New Arc’Teryx gear is always a treat—AT’s design is always smart, the quality bomber—and the Vancouver-based outdoor company has announced a new jacket coming down the pipe this Fall, the Beta FL/UL. We here at NN had the opportunity to test the jacket out here in Whistler, abusing it on our daily commuter cycles in the Valley, on rainy hikes, and day-to-day around the Village. Needless to say, the Beta FL/UL is a smart, elegant piece of work.
Designed for maximum breathability while still retaining the properties of a waterproof shell, the jacket uses Gore-Tex’s new Active Shell 3-layer laminate. This is the lightest 3-layer laminate yet from Gore-Tex, as it “integrates the backer textile directly into the Gore-Tex membrane allowing for extreme breathability and excellent next to skin comfort.” Perhaps this is Gore-Tex’s answer to eVent, a competitor’s fabric gaining popularity on the Wet Coast for its focus on breathability over strict waterproofness. In any case, the feel of the laminate is soft and supple next to skin, and the jacket overall was very light, packing down into a small, nylon tube.

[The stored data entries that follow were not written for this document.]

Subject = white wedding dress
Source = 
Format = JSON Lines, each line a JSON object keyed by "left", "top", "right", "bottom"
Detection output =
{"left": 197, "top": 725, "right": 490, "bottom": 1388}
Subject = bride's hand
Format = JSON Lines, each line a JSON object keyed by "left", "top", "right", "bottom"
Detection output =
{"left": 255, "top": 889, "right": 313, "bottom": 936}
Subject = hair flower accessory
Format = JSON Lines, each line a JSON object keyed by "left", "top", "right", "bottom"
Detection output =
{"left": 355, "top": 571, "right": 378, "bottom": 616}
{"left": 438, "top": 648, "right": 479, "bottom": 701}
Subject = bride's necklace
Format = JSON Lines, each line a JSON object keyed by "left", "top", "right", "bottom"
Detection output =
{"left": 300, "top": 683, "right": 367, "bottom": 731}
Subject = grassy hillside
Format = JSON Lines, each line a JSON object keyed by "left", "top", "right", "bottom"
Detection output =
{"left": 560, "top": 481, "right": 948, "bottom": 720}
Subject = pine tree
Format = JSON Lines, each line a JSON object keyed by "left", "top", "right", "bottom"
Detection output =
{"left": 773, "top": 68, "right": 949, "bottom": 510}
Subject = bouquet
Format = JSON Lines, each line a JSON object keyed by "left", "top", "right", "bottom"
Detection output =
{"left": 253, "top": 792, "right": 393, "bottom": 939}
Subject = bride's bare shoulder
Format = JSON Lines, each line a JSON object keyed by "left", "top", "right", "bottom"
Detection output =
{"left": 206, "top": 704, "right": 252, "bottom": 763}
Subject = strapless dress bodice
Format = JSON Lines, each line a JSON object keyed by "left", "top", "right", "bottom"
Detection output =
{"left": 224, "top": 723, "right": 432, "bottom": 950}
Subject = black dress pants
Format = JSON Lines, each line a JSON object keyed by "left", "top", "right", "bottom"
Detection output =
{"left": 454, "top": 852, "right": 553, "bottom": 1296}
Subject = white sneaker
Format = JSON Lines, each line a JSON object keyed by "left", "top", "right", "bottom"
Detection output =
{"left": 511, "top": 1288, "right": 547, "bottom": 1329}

Waterproofness was certainly not an issue. Like all Arc’Teryx shells, all seams are meticulously taped. The jacket repelled all precipitation with ease. In terms of design, the jacket is quite minimalist. It features:
- an encompassing hood with brim and adjustment drawstring
- a very high collar
- two hand pockets
- thin reflective taping (presumably for cyclists and night-walking pedestrians)
- a drop-seat hem (presumably again for cyclists)
As for breathability, the jacket certainly breathed well, especially compared to ProShell, and the lightness of the jacket was a big plus for athletic activities. However those of us using it for even moderate output activities—such as commuter cycling—felt that the Beta FL/UL’s range could be extended by increasing ventilation possibilities. One hardcore daily cyclist who spends two hours a day riding from one end of Whistler to the other felt that the jacket would be ideal if it included pit-zipped ventilation. The rest of the design certainly cries out “cycling,” so we wonder if a different jacket might be in the works to address this kind of athletic user.
For the time being, this jacket works well for those not working up a terrible sweat, or who just need a lightweight waterproof-breathable to throw on in the midst of outdoor athletic activity when a downpour hits. The design of the hood and high front collar speak to this need—though it is too long for alpinist use, the jacket will work well as a lightweight belay piece on multi-pitch climbs. The Beta FL/UL seems to work best as a stop-and-go piece best put on during rain and then stripped off before moving on.
The new Beta FL/UL is available through Escape Route in Whistler and Squamish.